I have these questions:

First:
I don't understand what is mean by (Correct the phase before detection) (y=conj(h).*y? why we need it? how it works? in practical what is that mean?

Second:
In case we have multipath (equalizer), what will change in the system?
I added two path (two different h), but I don't know how to demodulate it.


Third:
Why the contellation diagram of the (slow fading channel) is very strange, since there are a lot of points that cross the origion.

Thank you very much.

clear all; close all; clc;
bits=10^6;
EbN_dB=0:2:16;
EbNo=10.^(EbN_dB/10);
BER=zeros(1,length(EbNo));

for i=1:length(EbN_dB)

% modulation
Ti=(2.*round(randint(1,bits)))-1;
Tq=(2.*round(randint(1,bits)))-1;
x=Ti+1i*Tq;

%generate the channel
h1=1/sqrt(2).*(randn(1,bits)+1i.*rand(1,bits));
h2=1/sqrt(2).*(randn(1,bits)+1i.*rand(1,bits));
n=(1/sqrt(2*EbNo(i)))*(randn(1,bits)+1i*randn(1,bits));

%transmit the signal over flat fading channel
y1=(h1.*x)+n;
y2=(h2.*x)+n;

%Correct the phase before detection
y1=conj(h1).*y1;
y2=conj(h2).*y2;

% demodulation
Ri=sign(real);
Rq=sign(imag);

% ber calculation
BER1=(bits-sum(Ti==Ri))/bits;
BER2=(bits-sum(Tq==Rq))/bits;
BER(i)=mean([BER1 BER2]);
end

semilogy(EbN_dB, BER,'o-')
axis([0 16 10^-6 1]);
hold on

p=qfunc(sqrt(2*EbNo));
semilogy(EbN_dB,2*p-p.^2,'m-','linewidth',1.0);
legend('Simulated QPSK BER Over Rayleigh Fading','Theoritical QPSK BER Over AWGN');
xlabel('EbNo(dB)')
ylabel('BER')
grid on

% plotting constellation diagram
figure(2)
plot(y,'r.');
hold on
plot(x,'bs');
axis([-2 2 -2 2]);
title('Constellation Plot for QPSK' );
grid;

 

[David83]

First: \[h^*y=h^*(hx+n)=|h|^2x+h^*n\]. The channel coefficient h is a complex random variable. That is: \[h=|h|e^{j\theta}\]. The phase will cause phase rotation of the signal, and thus must be compensated, otherwise, the detection process fails.

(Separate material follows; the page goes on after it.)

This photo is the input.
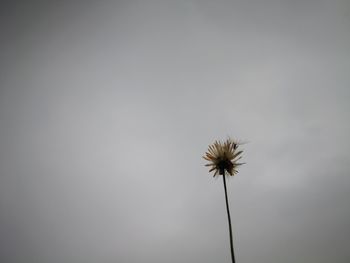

Second: For a multipath channel, the relationship between the output signal and the input signal is convolution with channel. Actually, even in flat fading channel, it is convolution, however with a scaled delta function. In two paths channel, the nth received symbol can be written as \[y_n=h_0x_n+h_1x_{n-1}+z_n\]. Since the channel memory is one, you can transmit blocks of length N with zero before and zero after it as \[[0 x_0 ... x_{N-1} 0]^T\]. You can write the (N+1)-by1 received block as \[\mathbf{y}=\mathbf{H}\mathbf{x}+\mathbf{z}\]. Then you can do linear equalization (like zero forcing ZF or minimum mean squared error MMSE) or nonlinear equalization (like maximum likelihood ML or decision feedback equalizer DFE). For example, for ZF, the output of the equalizer will be \[\mathbf{H}^{-1}\mathbf{y}=\mathbf{x}+\mathbf{H}^{-1}\mathbf{z}\], and then you can do symbol-by-symbol detection. Try to implement this in MATLAB.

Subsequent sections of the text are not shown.